On 29 March the Bahamas Prime Minister Hubert Minnis extended the country’s nationwide 24-hour curfew until 8 April. The measure was scheduled to expire on 31 March. Essential businesses and services such as medical facilities, supermarkets, farmers’ markets, banks, pharmacies and gas stations remain open. All airports and seaports are closed to passengers on incoming international flights and vessels; however, outbound flights continue to operate.
In Belize, on 30 March authorities announced a 30-day nationwide state of emergency and curfew. The curfew, effective 1 April, will be in place from 2000 to 0500 local time (0200 to 1100 UTC). Workers and companies deemed essential by the government will be exempt.
On 30 March the Mexican government suspended all nonessential activities with immediate effect until 30 April. Officials previously suspended all nonessential federal government activities, with exceptions for medical services, fuel and energy supplies, sanitation and public safety. The government also advised private sector employers to suspend operations if they are unable to work from home. In addition, authorities also banned gatherings of 50 or more people. Thus far, Mexico has recorded 1,094 confirmed COVID-19 cases with 28 fatalities.
On 31 March Nicaragua closed the Peñas Blancas border crossing with Costa Rica until further notice. Nicaraguan nationals are exempt from the order. Currently, there are four confirmed cases of COVID-19 in the country, including one fatality.

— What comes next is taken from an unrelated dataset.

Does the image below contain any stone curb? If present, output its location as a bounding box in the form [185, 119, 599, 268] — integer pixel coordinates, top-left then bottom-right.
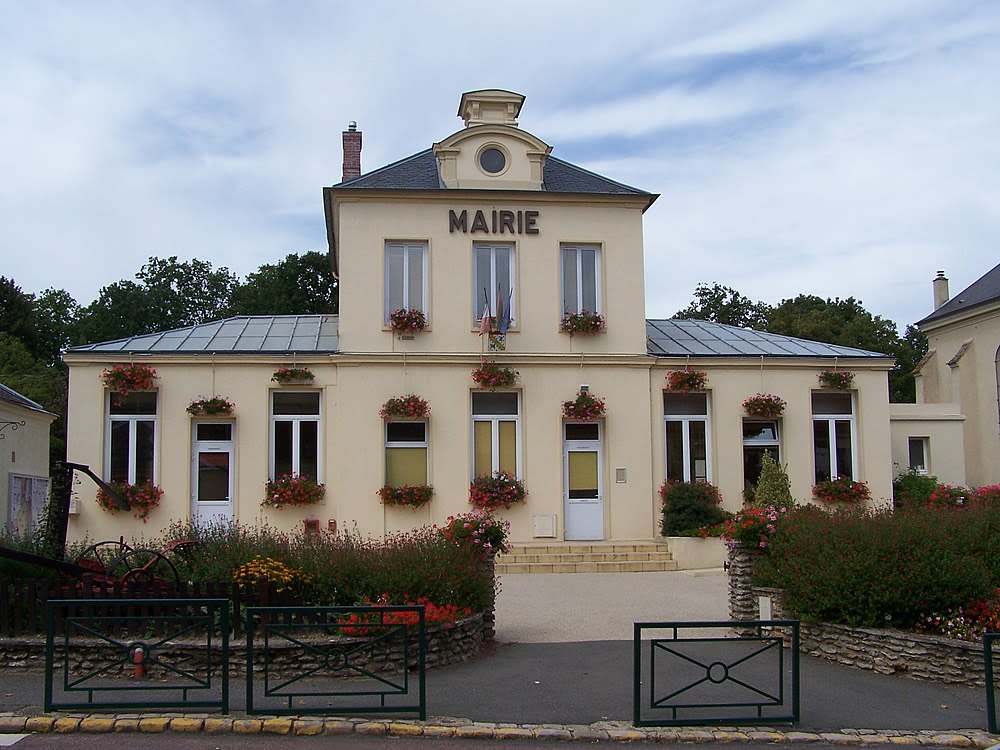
[0, 714, 997, 748]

In Panama, beginning on 1 April individuals will be permitted to leave their homes for only two hours at a time on and designated on different days. Men will be allowed to travel to essential businesses — such as grocery stores and pharmacies — on Tuesdays, Thursdays and Saturdays, whereas women will be allowed to travel for the same reasons on Mondays, Wednesday and Fridays. No one will be permitted to leave their homes on Sundays. Authorities announced on 30 March that security personnel have detained 4,175 people to date for violating mandatory movement restrictions in place to curb the spread of COVID-19. The majority of the arrests took place in the provinces of Panama — where the capital Panama City is located — Chiriquí and Panama Oeste. The nationwide curfew remains in effect from 1700 to 0500 local time (2200 to 1000 UTC) until further notice . Currently, Panama has 1,075 confirmed COVID-19 cases, including 27 deaths.
On 28 March Paraguay’s President Mario Abdo Benítez extended the country’s nationwide quarantine until 12 April. The quarantine requires people to remain indoors; however, exceptions exist for essential workers and travel to grocery stores, pharmacies and transport to hospital facilities. The measure was originally scheduled to expire on 28 March.
In St. Kitts and Nevis, Prime Minister Dr. Timothy Harris announced on 30 March a 24-hour curfew from 1900 local time (2300 UTC) on 31 March until 0600 local time (1000 UTC) on 3 April. The measure requires residents to remain in their homes; however, exceptions exist for workers in essential services, as well as for travel to grocery stores or medical facilities.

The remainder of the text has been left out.